In October and again recently, the vendor failed to secure Hillary' s campaign's information, possibly by weakening or shutting down a firewall that set Hillary's data apart from the information, the data, of Bernie Sanders' campaign.
The Sanders' campaign discovered the breach. In October, they were concerned that Sanders' data had also been breached and that access to Sanders' data had been allowed to one or more of the other campaigns. (Based on a video of a press conference by Bernie's campaign manager.)
Again, recently, the Sanders' campaign discovered that it had, due to a failure by the vendor to secure Hillary's data, obtained access to that data. Sanders' employees ran queries that tested the data to which they had access for data that belonged to Hillary's campaign, and the tests were positive. Hillary's information was available to Bernie's campaign.

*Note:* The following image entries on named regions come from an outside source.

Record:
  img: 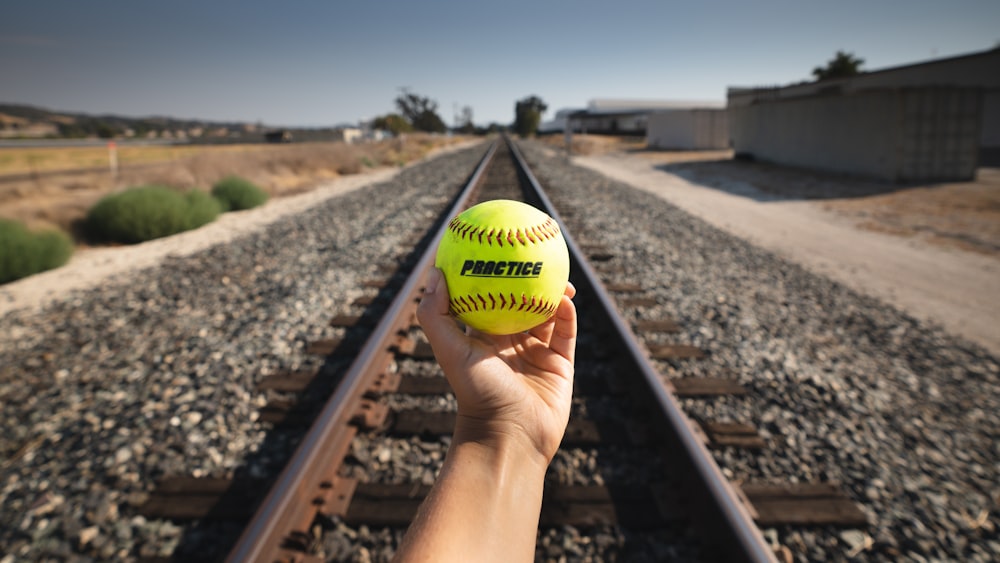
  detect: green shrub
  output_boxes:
[212,176,267,211]
[184,190,222,229]
[87,186,191,244]
[0,219,73,283]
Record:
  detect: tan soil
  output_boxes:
[573,150,1000,354]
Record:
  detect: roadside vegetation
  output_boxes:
[0,219,73,283]
[212,176,267,211]
[86,186,222,244]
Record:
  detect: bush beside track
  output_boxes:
[0,219,73,283]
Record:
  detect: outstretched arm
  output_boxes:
[397,269,577,561]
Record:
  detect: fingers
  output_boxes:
[528,282,576,346]
[417,268,465,364]
[549,296,577,363]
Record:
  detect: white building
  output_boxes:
[646,108,729,150]
[539,99,725,136]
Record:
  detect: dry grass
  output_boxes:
[0,134,465,236]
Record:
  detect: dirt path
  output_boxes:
[573,153,1000,355]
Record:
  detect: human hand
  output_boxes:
[417,268,577,464]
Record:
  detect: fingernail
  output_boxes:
[424,268,441,295]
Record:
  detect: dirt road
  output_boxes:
[573,152,1000,355]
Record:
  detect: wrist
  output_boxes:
[450,413,554,479]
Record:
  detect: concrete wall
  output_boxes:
[646,109,729,150]
[727,48,1000,150]
[729,88,982,182]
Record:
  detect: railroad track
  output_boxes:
[135,135,864,561]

Upon learning of this, Debbie Wasserman Schultz, before completing an objective test of the security on the data and before giving Bernie's campaign adequate opportunity to respond to requests for data or information, and perhaps without having properly asked Bernie's campaign for the information, went to the press screaming that Bernie's campaign had accessed Hillary's data (via access provided apparently, necessarily by the vendor's failure to adequately secure it) and that Bernie would be refused access to his own campaign's data as a result. Bernie's campaign has been damaged by the DNC's refusal to allow Bernie to access his database for a certain period of time at this crucial stage in the campaign.

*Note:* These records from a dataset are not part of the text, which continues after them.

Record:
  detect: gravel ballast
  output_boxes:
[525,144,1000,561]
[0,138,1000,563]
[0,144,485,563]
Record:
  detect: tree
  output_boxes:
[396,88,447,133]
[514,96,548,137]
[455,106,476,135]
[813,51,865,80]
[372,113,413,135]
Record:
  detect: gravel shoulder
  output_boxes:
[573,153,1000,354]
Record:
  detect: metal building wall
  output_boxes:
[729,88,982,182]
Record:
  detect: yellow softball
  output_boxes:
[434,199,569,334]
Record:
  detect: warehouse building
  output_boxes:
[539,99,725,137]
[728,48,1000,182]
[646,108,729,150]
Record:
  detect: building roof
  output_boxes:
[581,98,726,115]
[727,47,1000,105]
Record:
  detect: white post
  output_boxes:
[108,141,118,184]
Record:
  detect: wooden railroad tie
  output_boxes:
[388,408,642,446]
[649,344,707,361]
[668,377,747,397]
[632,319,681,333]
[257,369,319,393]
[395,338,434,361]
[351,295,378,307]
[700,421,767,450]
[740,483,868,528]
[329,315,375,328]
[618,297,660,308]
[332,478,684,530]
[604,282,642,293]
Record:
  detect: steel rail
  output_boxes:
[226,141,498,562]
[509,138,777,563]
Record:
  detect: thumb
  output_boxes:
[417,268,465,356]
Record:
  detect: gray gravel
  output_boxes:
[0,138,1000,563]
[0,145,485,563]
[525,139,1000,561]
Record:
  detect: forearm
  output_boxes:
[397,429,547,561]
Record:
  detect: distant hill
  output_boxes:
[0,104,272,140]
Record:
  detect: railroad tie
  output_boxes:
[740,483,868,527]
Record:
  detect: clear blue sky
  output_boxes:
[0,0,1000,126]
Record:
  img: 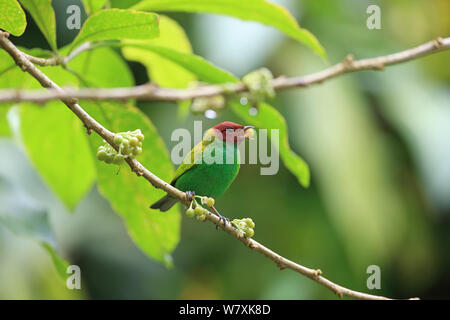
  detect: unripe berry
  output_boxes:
[206,198,215,207]
[245,228,255,238]
[130,137,139,147]
[186,208,195,218]
[195,206,205,215]
[113,154,123,164]
[133,147,142,156]
[114,134,123,146]
[105,153,114,163]
[244,218,255,228]
[196,214,206,221]
[97,149,108,161]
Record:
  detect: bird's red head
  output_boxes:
[211,121,254,144]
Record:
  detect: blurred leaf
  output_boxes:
[0,0,27,37]
[0,104,11,136]
[41,242,69,280]
[20,68,95,210]
[109,0,141,9]
[231,102,310,188]
[69,48,134,88]
[122,15,197,116]
[70,44,180,265]
[83,0,108,15]
[71,9,159,49]
[83,101,180,266]
[0,177,69,279]
[123,41,236,83]
[20,0,57,51]
[131,0,325,58]
[20,101,95,210]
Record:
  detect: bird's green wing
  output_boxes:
[171,140,212,184]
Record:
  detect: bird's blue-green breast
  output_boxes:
[175,140,240,198]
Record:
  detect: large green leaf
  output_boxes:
[0,103,11,136]
[122,16,196,88]
[123,42,236,83]
[122,16,197,115]
[70,48,180,265]
[71,9,159,49]
[20,0,57,51]
[231,102,310,187]
[0,177,69,279]
[82,101,180,265]
[69,47,134,88]
[83,0,108,15]
[20,68,95,209]
[131,0,325,57]
[0,0,27,37]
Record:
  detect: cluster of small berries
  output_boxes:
[231,218,255,238]
[186,197,215,221]
[97,129,144,165]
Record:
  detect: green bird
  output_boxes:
[150,121,255,212]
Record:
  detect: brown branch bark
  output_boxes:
[0,31,418,300]
[0,37,450,103]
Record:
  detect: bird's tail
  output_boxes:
[150,195,178,212]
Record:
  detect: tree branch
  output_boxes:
[0,31,418,300]
[0,37,450,103]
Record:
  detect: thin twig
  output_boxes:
[0,37,450,103]
[0,31,418,300]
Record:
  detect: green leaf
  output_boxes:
[68,48,134,88]
[0,0,27,37]
[122,16,232,116]
[82,101,180,266]
[231,102,310,188]
[131,0,326,58]
[20,101,95,210]
[20,68,95,210]
[0,103,11,136]
[83,0,108,15]
[71,9,159,49]
[123,42,236,83]
[41,242,69,280]
[0,177,69,279]
[20,0,57,51]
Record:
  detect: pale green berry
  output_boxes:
[244,218,255,228]
[196,214,206,221]
[245,228,255,238]
[133,147,142,156]
[130,137,139,147]
[206,198,215,207]
[114,134,123,146]
[105,153,114,163]
[97,149,108,161]
[186,208,195,218]
[113,154,123,164]
[195,206,205,215]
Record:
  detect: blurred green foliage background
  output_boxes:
[0,0,450,299]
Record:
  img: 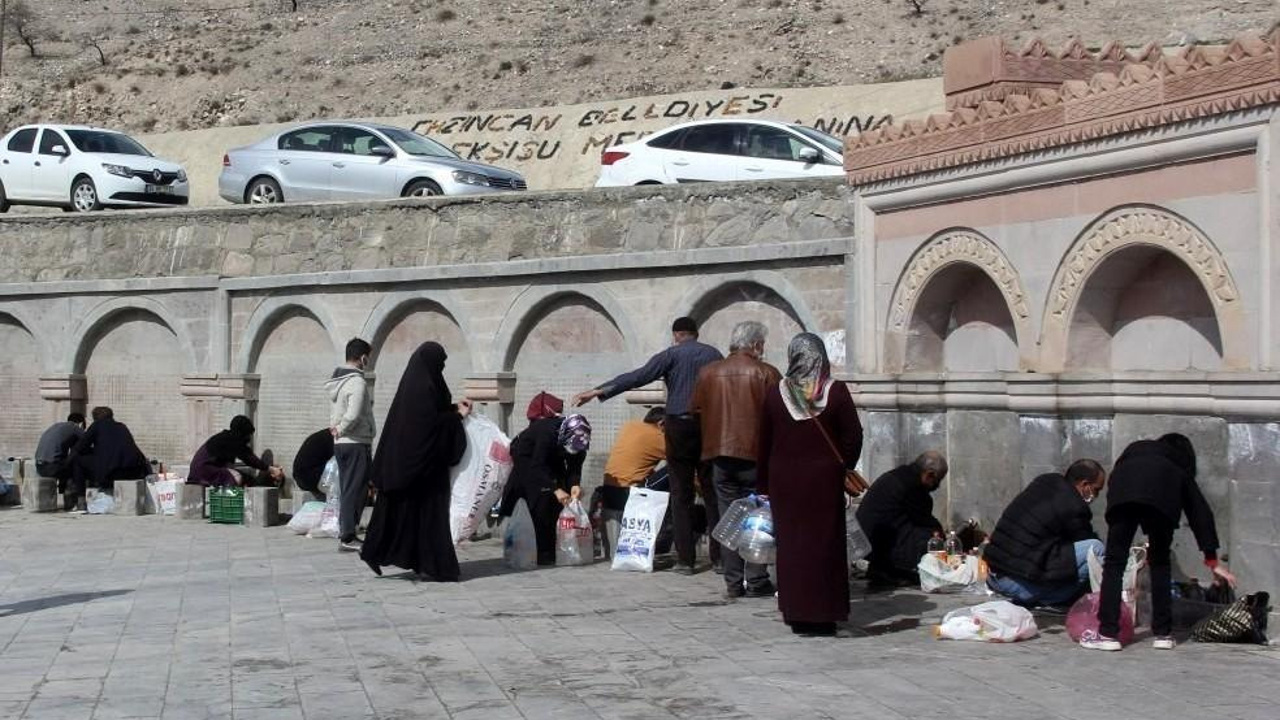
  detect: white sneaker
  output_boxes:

Bernie filed a lawsuit for an injunction requiring the DNC and its vendor to allow Bernie access to his own data.
I assume that some sort of arrangement, some sort of partial settlement that required Bernie to provide information regarding the breach of the firewall and the queries his campaign made and perhaps other information was made, and the DNC and Debbie Wasserman-Schultz backed down and is allowing Bernie access to his own material. This is my guess.
Based on my experience, I suspect that as a part of that agreement, Bernie was required to apologize openly to Hilary for any breach. This is just my guess, but Bernie apologized during the debate.
In my opinion, the DNC and its vendor and possibly others need to apologize for the fact of the breach of the security measures that were supposed to have been taken by the vendor. It is nearly impossible for me to believe that Bernie Sanders' campaign would have had any contractual or other duty to protect Hillary's campaign database. Bernie is noted for his honorable conduct, but to expect Bernie's campaign to identify and separate Hillary's data from his own when they were apparently both made available to him would require him to do the very queries of the database that it appears that his campaign made. Thus, in my opinion, not knowing more than others not directly involved in the situation, the duty that was breached was on the part of the DNC's vendor or possibly the DNC itself. I seriously doubt that Bernie had any contractual duty to protect the security of Hillary's data. I can't understand how that would even work without Bernie's first querying all the data he had and identifying the data of Hillary -- which is, from what little I know about the situation, what his staff did.
Hopefully, an INDEPENDENT review of the vendor's security and firewall systems and of any access by any campaign to the information in another campaign's database will be conducted as soon and as openly as possible.
We Bernie supporters view the DNC as so biased in favor of Hillary that we question whether this was perhaps to some extent, whether conscious or not, intended to harm Bernie's campaign. Debbie Wasserman-Schultz has close ties to Hillary as do some of the employees in the DNC's vendor for the databases.
Further, the DNC's conduct in other respects has, in the view of many Bernie supporters, been detrimental to the campaigns of all candidates other than Hillary. For example, scheduling the third of only six debates on the Saturday night, a party night across the nation, before Christmas insured a very lower viewer base.
In addition, requiring that candidates who participate in the six official debates may not debate other than in those debates is a travesty of the democratic process.
As a Bernie supporter, I wish to have a full investigation of the relationship between the DNC, Debbie Wasserman-Schultz and the Hillary campaign.
The DNC led by Debbie Wasserman-Schultz appears in my view to have no intention of allowing any candidate other than Hillary to win the nomination.
These are the facts as I understand them based on what I have read. I think that we Bernie supporters have a lot to be angry about. This primary process is a travesty.
I think that Debbie Wasserman-Schultz is losing a lot of Democratic voters. I for one have stated all along that I will vote for all Democrats on my ballot, but NOT FOR HILLARY.
The DNC acts very much like a machine that wants to control the outcome of the primary process.
I wish Bernie luck in his lawsuit. We Democrats deserve to know the whole truth about the functioning of our Democratic Party. It appears that since at least 1992, our Party has strayed from representing the working people of America. We need to get back on track. Bernie's movement includes all of us who want reform within the Democratic Party and our country.